チェダーチーズはカマンベールよりもカロリーが高め。犬には△
チェダーチーズは、牛乳を原料とするセミハードタイプのチーズです。
固めの食感と濃厚な味が特徴で、プロセスチーズの材料の一つでもあります。
とはいえ、スーパーなどで手に入る「チェダーチーズ」はチェダーチーズ風のプロセスチーズであることが多いです。(チェダー風プロセスチーズは商品名が「プロセスチーズ」になっています)
以下の成分表はナチュラルチーズとしてのチェダーチーズの値となります。
■チェダーチーズの成分表/100g中
エネルギー:390kcal
たんぱく質:23.9g (DM:36.9%)
脂質:33.8g (DM:52.2%)
炭水化物:1.4g (DM:2.1%)
食塩相当量:2.0g
ナトリウム:800mg
チェダーチーズは比較的水分量が少ないハードチーズです。濃厚な味わいがするため、塩分量も多いのかと思いきや、カマンベールチーズとほぼ同量という結果でした。

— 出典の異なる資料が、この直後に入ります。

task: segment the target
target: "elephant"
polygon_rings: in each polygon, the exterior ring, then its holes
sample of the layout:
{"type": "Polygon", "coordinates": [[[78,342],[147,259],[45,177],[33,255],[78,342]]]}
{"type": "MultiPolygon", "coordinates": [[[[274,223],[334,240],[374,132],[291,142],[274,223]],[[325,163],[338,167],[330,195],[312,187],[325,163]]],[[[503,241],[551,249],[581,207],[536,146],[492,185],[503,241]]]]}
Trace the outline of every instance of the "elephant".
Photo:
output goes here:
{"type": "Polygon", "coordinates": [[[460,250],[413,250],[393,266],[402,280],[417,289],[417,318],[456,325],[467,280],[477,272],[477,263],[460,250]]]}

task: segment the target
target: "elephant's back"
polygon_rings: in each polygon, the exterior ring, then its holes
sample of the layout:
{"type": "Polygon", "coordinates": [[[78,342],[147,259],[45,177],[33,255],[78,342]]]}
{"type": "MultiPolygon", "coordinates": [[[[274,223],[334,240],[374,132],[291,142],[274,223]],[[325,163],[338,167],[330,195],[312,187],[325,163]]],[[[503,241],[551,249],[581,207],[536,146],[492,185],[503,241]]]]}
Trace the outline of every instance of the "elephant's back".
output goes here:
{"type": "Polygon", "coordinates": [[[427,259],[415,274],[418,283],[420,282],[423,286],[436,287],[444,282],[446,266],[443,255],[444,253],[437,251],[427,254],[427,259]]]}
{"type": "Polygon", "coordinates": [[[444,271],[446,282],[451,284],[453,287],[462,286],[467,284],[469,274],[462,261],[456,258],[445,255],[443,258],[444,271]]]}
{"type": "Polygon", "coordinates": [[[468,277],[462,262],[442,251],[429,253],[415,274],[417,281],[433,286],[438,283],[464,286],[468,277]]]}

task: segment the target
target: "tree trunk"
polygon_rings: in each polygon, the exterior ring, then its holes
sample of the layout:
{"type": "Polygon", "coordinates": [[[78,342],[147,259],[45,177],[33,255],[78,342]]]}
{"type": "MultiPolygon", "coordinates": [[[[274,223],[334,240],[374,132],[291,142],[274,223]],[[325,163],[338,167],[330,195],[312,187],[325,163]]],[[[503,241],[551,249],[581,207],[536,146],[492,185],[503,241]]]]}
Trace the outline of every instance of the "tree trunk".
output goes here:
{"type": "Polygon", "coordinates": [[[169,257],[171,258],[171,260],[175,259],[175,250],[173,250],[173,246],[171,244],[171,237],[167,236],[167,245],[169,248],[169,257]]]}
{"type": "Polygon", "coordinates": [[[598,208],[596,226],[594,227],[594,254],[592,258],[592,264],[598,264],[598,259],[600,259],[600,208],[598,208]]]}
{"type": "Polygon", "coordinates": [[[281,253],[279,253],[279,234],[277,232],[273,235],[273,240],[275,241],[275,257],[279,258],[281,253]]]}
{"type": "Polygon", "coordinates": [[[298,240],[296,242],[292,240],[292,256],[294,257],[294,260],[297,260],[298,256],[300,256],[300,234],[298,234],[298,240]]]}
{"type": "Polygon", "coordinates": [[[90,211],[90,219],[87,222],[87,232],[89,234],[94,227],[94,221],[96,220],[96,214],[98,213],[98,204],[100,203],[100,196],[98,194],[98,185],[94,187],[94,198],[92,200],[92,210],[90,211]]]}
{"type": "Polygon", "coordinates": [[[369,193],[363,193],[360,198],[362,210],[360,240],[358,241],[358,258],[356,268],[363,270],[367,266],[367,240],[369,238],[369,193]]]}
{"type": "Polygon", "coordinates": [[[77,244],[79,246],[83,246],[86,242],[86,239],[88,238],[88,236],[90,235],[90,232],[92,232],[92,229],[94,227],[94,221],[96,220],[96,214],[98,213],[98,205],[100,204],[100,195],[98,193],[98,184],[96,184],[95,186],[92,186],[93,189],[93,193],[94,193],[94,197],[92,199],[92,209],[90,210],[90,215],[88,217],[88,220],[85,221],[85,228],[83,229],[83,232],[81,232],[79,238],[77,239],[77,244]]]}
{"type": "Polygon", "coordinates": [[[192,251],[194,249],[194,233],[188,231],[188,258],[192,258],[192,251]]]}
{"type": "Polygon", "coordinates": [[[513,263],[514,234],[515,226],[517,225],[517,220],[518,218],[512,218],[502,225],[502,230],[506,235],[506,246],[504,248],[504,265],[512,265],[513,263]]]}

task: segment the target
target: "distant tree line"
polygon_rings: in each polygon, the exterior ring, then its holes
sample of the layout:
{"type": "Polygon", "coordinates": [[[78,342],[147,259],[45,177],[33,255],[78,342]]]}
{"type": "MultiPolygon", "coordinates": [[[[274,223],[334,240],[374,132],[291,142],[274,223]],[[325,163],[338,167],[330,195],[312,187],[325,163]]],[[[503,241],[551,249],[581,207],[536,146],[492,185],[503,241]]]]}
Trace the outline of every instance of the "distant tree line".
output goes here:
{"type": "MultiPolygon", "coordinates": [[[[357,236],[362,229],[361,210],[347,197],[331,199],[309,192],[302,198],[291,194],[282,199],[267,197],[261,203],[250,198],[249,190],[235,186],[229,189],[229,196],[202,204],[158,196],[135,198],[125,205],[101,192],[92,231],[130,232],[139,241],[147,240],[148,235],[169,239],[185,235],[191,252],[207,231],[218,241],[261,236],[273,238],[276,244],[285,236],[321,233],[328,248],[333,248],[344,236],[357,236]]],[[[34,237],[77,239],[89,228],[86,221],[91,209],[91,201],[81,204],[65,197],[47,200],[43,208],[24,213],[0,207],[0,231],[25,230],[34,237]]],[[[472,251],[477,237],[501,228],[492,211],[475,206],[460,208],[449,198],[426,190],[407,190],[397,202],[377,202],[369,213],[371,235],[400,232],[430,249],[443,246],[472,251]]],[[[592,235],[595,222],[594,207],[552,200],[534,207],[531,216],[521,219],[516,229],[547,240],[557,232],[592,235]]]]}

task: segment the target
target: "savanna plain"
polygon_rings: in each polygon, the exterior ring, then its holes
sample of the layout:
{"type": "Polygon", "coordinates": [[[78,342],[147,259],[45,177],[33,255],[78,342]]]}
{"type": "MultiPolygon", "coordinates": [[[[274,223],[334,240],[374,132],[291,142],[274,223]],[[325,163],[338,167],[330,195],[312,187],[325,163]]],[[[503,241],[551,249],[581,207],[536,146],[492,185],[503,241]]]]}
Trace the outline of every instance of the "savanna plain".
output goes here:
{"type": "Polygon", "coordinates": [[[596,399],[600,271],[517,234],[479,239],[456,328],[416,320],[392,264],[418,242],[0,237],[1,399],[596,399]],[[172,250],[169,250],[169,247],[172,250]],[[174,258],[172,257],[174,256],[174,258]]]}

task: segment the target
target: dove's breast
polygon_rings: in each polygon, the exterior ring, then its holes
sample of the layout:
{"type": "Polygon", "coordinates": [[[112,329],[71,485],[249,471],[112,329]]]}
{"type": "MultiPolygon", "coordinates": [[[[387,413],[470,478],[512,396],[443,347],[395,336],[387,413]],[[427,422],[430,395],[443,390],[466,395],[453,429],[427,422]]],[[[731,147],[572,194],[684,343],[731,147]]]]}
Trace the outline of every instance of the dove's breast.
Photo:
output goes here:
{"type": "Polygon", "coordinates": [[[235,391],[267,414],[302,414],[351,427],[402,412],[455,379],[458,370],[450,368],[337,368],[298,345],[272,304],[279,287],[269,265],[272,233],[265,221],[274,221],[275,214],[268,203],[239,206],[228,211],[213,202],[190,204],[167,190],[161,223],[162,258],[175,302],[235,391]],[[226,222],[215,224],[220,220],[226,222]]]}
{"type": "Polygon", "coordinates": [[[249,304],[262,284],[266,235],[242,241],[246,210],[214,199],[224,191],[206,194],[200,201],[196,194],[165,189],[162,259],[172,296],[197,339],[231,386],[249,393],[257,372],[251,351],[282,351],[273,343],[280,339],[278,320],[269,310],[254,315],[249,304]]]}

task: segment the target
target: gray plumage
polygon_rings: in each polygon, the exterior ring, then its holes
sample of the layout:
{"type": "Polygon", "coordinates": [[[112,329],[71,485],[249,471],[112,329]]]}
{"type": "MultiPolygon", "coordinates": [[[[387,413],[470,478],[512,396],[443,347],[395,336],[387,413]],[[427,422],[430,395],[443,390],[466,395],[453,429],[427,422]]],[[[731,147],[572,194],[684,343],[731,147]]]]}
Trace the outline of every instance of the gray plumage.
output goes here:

チェダーチーズも脂質と塩分が高めなので、おすそ分けは避けた方が良さそうです。
カロリー、塩分が高めも使い方次第。犬にパルメザンチーズは大丈夫?
私たちになじみ深いパルメザンチーズ。粉チーズのイメージが強いですがもともとはイタリアで製造される「パルミジャーノ・レッジャーノ」に似せたチーズです。

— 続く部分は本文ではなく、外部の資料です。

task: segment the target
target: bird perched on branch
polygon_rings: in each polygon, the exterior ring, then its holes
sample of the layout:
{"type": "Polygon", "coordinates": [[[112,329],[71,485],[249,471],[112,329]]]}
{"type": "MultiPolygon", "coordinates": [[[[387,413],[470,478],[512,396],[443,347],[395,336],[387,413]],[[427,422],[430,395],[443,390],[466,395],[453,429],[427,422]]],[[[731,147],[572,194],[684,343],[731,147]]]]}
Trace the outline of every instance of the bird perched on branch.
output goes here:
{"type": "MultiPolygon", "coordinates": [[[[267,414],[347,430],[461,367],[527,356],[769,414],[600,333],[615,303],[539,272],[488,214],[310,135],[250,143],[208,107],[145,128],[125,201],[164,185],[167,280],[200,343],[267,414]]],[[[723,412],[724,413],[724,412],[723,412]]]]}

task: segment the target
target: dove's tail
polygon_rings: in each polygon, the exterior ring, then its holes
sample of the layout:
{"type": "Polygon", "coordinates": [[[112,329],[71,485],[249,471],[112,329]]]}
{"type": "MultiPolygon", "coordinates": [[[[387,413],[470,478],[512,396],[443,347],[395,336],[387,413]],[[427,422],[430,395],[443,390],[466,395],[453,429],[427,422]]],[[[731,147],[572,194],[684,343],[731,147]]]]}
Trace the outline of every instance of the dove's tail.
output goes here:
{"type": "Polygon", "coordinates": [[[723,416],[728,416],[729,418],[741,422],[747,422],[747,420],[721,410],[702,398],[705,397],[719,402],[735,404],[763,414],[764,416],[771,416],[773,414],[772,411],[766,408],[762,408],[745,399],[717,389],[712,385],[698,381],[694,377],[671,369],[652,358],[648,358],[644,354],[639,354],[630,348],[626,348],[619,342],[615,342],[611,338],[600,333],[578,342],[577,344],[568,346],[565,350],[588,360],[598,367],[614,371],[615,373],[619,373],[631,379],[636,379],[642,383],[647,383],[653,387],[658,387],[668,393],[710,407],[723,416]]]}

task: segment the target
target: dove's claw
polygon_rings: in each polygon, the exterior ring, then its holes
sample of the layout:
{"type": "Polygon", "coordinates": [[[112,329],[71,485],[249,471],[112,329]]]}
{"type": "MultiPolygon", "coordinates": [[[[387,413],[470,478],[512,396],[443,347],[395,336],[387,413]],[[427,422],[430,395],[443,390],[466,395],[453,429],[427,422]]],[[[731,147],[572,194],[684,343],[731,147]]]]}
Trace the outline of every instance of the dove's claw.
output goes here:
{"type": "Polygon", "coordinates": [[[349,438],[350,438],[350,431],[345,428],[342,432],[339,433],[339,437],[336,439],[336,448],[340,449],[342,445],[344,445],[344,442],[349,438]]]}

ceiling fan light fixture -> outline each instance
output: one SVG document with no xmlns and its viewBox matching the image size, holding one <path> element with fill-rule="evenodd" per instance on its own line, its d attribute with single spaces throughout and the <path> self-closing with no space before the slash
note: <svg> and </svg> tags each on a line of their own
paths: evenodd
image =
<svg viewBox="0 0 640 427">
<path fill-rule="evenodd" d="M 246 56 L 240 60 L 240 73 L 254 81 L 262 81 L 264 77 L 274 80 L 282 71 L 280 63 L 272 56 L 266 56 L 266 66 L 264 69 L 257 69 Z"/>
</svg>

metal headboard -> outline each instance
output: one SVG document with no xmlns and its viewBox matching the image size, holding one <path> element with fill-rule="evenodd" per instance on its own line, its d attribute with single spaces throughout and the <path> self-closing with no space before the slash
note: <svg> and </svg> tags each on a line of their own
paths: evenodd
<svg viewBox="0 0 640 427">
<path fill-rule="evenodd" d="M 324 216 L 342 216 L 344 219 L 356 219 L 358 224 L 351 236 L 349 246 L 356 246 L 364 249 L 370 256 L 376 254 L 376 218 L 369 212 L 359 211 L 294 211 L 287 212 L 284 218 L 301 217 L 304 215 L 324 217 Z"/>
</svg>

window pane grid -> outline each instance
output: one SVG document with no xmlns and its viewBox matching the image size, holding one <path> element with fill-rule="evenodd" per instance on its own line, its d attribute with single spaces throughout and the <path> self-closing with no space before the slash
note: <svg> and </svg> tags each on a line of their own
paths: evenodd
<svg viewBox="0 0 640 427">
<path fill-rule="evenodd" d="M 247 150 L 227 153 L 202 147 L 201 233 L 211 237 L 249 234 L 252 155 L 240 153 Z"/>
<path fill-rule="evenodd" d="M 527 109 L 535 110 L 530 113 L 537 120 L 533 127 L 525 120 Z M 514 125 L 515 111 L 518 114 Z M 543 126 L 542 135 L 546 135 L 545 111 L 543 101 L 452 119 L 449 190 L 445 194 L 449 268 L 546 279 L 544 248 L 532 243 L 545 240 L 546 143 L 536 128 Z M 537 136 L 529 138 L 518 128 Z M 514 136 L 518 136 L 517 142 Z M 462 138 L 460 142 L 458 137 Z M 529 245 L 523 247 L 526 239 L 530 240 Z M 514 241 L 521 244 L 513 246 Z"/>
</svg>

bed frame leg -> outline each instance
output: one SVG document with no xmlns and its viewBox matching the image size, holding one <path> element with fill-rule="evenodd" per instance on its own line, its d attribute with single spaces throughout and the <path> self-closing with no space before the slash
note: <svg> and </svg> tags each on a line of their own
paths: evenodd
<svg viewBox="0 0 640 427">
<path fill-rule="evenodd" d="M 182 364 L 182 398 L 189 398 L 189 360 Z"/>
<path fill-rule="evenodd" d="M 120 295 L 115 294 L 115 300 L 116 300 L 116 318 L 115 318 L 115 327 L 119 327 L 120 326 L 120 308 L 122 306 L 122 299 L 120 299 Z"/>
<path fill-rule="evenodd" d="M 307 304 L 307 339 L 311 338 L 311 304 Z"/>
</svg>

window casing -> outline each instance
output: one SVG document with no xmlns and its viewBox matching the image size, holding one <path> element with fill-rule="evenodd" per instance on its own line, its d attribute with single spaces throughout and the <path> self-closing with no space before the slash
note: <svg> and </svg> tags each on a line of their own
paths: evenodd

パルミジャーノ・レッジャーノは、チーズの王様と呼ばれることもあるくらい高級なチーズだそうですが、その風味を手軽に楽しめるようにと作られたのがパルメザンチーズです。
パルメザンチーズは固いチーズをあらかじめ粉末にしてあります。
比較的水分量が低いチーズですので、その分保存には優れていますが、一部で避けたい保存料が使用されているものもあるようです。
■パルメザンチーズの成分表/100g中
エネルギー:445kcal
たんぱく質:44g (DM:52.0%)
脂質:30.8g (DM:36.4%)
炭水化物:1.9g (DM:2.2%)
食塩相当量:3.8g
ナトリウム:1500mg
栄養面でのパルメザンチーズの特長として、粉チーズとして少ない量でも濃厚な風味を感じられるように塩分量が多いことが挙げられます。これだけ見ると、犬にはオススメできないと感じますが、パルメザンチーズは風味が豊かなので一度に使う量が非常に少なくて済むという面があります。
ティースプーン半分(約1.5g)でも十分に香りを立てることができますから、食欲が落ちた時などの香りづけ程度には活用できると思います。
低カロリーNo.1!カッテージチーズはダイエット中の犬にもオススメ。
カッテージチーズは脱脂乳を原料に乳酸発酵し、チーズを固める酵母・レンネットで凝固したフレッシュチーズです。カッテージチーズ最大の特長は、とにかくカロリーが低く低脂肪なこと。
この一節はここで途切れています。